Hemming is nothing but to fold the metal back on
itself. In Sheet Metal hems are used to create folds in sheet metal in order to stiffen edges and create an edge safe to touch. Hems are most often used to remove a sharp untreated edge and make it safe for handling. Hems are commonly used to hide imperfections and provide a generally safer edge to handle. A combination of two hems can create strong, tight joints with little or minimal fastening. Hems can even be used to strategically double the thickness of metal in areas of a part which may require extra support. It is recommended that:
For tear drop hems, the inside diameter should be
equal to the material thickness.
For open hem the bend will lose its roundness when the inside diameter is greater than the sheet metal thickness.
For bends, the minimum distance between the inside edge of the bend and the outside of the hem should be 5 times material thickness plus bend radius plus hem radius.
Holes & Slots: Dimensions
Keep hole and slot diameters at least as large as material thickness. Higher strength materials require larger diameters.
Holes and slots may become deformed when placed near a bend. The minimum distance they should be placed from a bend depends on the material thickness, the bend radius, and their diameter. Be sure to place holes away from bends at a distance of at least 2.5 times the material’s thickness plus the bend radius. Slots should be placed 4 times the material’s thickness plus the bend radius away from the bend. Be sure to place holes and slots at least 2 times the material’s thickness away from an edge to avoid a “bulging” effect. Holes should be placed at least 6 times the material’s thickness apart.
Notches & Tabs Feature
Notches must be at least the material’s thickness, whichever is greater, and can be no longer than 5 times its width. Tabs must be at least twice times the material’s thickness or 3.2mm, whichever is greater, and can be no longer than 5 times its width.
Notching is a shearing operation that removes a section from the outer edge of the metal strip or part. In case, distance between the notches to bend is very small then distortion of sheet metal may take place. To avoid such condition
notch should be placed at appropriate distance from bend with respect to sheet thickness. Notching is a low-cost process, particularly for its low tooling costs with a small range of standard punches.
Notches must be at least 3.175mm away from each other. For bends, notches must be at least 3 times the material’s thickness plus the bend radius. Tabs must have a minimum distance from each other of 1mm or the material’s thickness, whichever is greater.
Recommendations for Notch Feature:
Notch width should not be narrower than 1.5 * t.
Length of notches can be up to 5 * t. Recommended corner radius for notches should be 0.5 * t.
Notches must be at least the material’s thickness or 0.04”, whichever is greater, and can be no longer than 5 times its width. Tabs must be at least 2 times the material’s thickness or 0.126”, whichever is greater, and can be no longer than 5 times its width.
Filleting or rounding the corners of sheetmetal is done in
order to provide a smooth finish. Fillets remove sharp
corners making them easier to handle and preventing cuts and scratches.

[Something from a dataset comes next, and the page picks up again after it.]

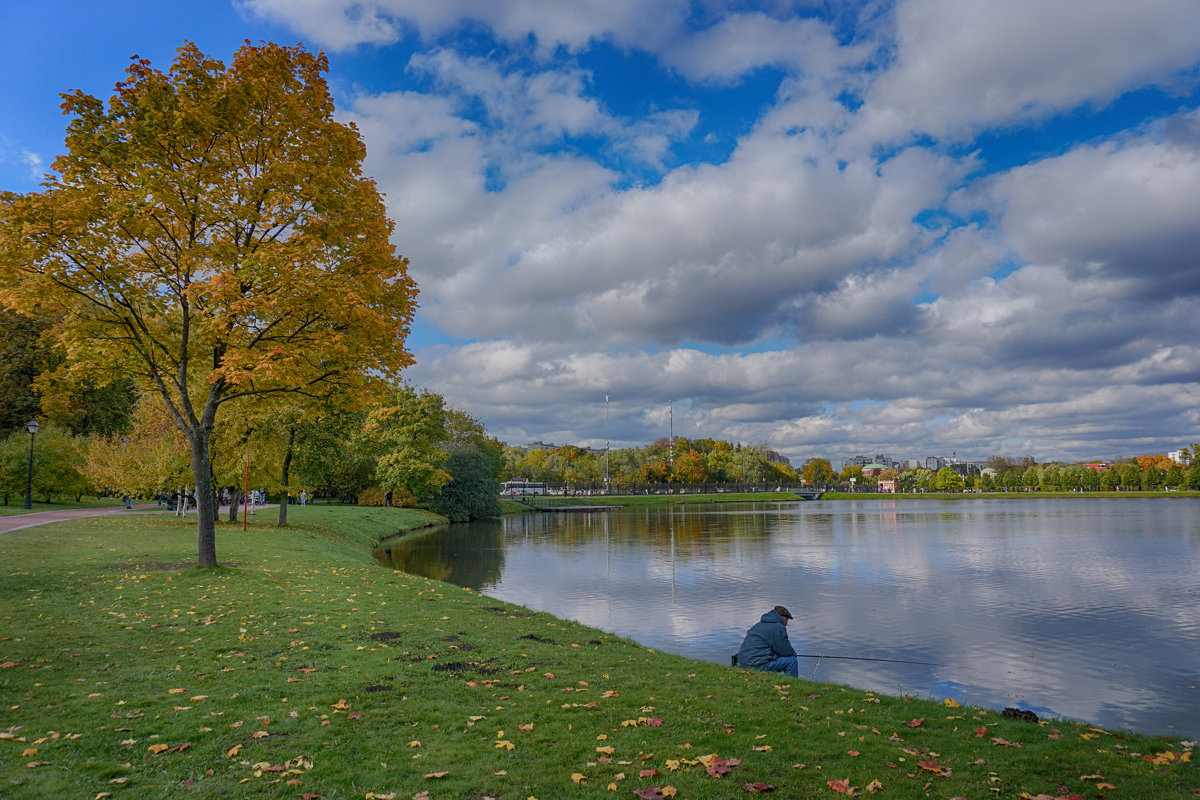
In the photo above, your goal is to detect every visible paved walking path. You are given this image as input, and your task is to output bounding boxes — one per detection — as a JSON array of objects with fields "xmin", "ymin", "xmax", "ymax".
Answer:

A fillet is usually designed to be ½ the material’s thickness and filleting makes parts more cost-effective.
Relief cuts help parts fall closer to design intent to avoid “overhangs” and tearing at bends. Overhangs become more prominent for thicker parts with a smaller bend radius, and may even be as large as ½ the material’s thickness. Tearing may occur when bends are made close to an edge.
Relief cuts for bends must be at least one material’s thickness in width, and must be longer than the bend radius.